Nach und nach wurde offensichtlich, daß die Kzinti in atemberaubendem Tempo evolvierten.«
»Evolvierten?«
Nessus fauchte ein Wort in der Heldensprache. Louis zuckte zusammen. Er hatte nicht geahnt, daß die Stimmbänder des Puppenspielers dazu imstande waren.
»Ja«, sagte Der-zu-den-Tieren-spricht. »Ich habe Sie schon richtig verstanden. Ich wußte nur nicht, wie es gemeint war.«
»Evolution beruht auf dem Überleben der geeignetsten Vertreter einer Rasse.
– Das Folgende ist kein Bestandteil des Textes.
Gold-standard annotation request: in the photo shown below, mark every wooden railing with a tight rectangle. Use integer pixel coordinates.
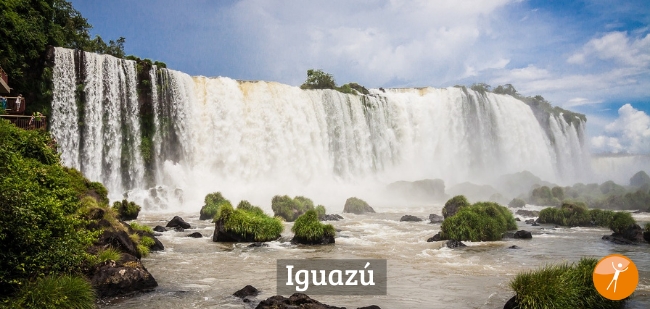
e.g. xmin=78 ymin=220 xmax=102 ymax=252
xmin=0 ymin=115 xmax=47 ymax=130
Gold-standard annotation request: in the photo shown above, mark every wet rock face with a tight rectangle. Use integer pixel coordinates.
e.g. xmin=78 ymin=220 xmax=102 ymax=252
xmin=90 ymin=256 xmax=158 ymax=297
xmin=167 ymin=216 xmax=190 ymax=229
xmin=399 ymin=215 xmax=422 ymax=222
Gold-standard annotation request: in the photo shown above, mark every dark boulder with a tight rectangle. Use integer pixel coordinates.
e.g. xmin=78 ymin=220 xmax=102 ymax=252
xmin=166 ymin=216 xmax=190 ymax=229
xmin=90 ymin=254 xmax=158 ymax=298
xmin=429 ymin=214 xmax=445 ymax=223
xmin=318 ymin=214 xmax=343 ymax=221
xmin=255 ymin=293 xmax=345 ymax=309
xmin=513 ymin=230 xmax=533 ymax=239
xmin=232 ymin=285 xmax=260 ymax=298
xmin=427 ymin=232 xmax=442 ymax=242
xmin=445 ymin=239 xmax=467 ymax=249
xmin=399 ymin=215 xmax=422 ymax=222
xmin=515 ymin=209 xmax=539 ymax=217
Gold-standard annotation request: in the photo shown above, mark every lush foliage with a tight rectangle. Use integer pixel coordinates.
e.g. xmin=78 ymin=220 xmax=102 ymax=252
xmin=440 ymin=202 xmax=517 ymax=241
xmin=8 ymin=275 xmax=95 ymax=309
xmin=271 ymin=195 xmax=314 ymax=222
xmin=0 ymin=0 xmax=125 ymax=115
xmin=508 ymin=198 xmax=526 ymax=208
xmin=214 ymin=204 xmax=284 ymax=241
xmin=609 ymin=211 xmax=636 ymax=233
xmin=200 ymin=192 xmax=232 ymax=220
xmin=510 ymin=258 xmax=624 ymax=309
xmin=113 ymin=200 xmax=142 ymax=220
xmin=291 ymin=209 xmax=336 ymax=241
xmin=0 ymin=120 xmax=97 ymax=296
xmin=343 ymin=197 xmax=375 ymax=215
xmin=442 ymin=195 xmax=470 ymax=219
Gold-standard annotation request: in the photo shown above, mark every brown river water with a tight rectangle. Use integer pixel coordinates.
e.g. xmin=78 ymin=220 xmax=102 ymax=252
xmin=102 ymin=205 xmax=650 ymax=309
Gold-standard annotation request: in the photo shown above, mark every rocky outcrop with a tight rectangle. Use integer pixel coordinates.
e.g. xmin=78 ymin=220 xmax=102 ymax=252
xmin=90 ymin=254 xmax=158 ymax=298
xmin=166 ymin=216 xmax=190 ymax=229
xmin=513 ymin=230 xmax=533 ymax=239
xmin=255 ymin=293 xmax=370 ymax=309
xmin=602 ymin=224 xmax=646 ymax=245
xmin=445 ymin=240 xmax=467 ymax=249
xmin=399 ymin=215 xmax=422 ymax=222
xmin=515 ymin=209 xmax=539 ymax=217
xmin=429 ymin=214 xmax=445 ymax=223
xmin=318 ymin=214 xmax=343 ymax=221
xmin=232 ymin=285 xmax=260 ymax=298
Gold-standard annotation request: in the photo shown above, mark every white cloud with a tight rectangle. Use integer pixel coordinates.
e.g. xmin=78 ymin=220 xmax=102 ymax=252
xmin=567 ymin=31 xmax=650 ymax=67
xmin=591 ymin=104 xmax=650 ymax=154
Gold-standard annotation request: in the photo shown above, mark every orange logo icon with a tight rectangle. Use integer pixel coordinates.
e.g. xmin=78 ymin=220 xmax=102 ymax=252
xmin=593 ymin=254 xmax=639 ymax=300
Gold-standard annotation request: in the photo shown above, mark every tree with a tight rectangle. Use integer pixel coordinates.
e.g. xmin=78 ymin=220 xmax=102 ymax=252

Ein paar hundert Kzin-Jahre lang waren die tüchtigsten Vertreter Ihrer Spezies jene, die genügend Verstand und Selbstbeherrschung besaßen, um den Kampf mit Menschen zu vermeiden. Die Ergebnisse sind offensichtlich. Seit beinahe zweihundert KzinJahren herrscht Friede zwischen Menschen und Kzinti.«
»Aber es wäre sinnlos gewesen! Wir konnten nicht gewinnen!«
»Das hielt Ihre Vorfahren nicht von einem Krieg ab.«
Der-zu-den-Tieren-spricht nippte an seinem warmen Bourbon.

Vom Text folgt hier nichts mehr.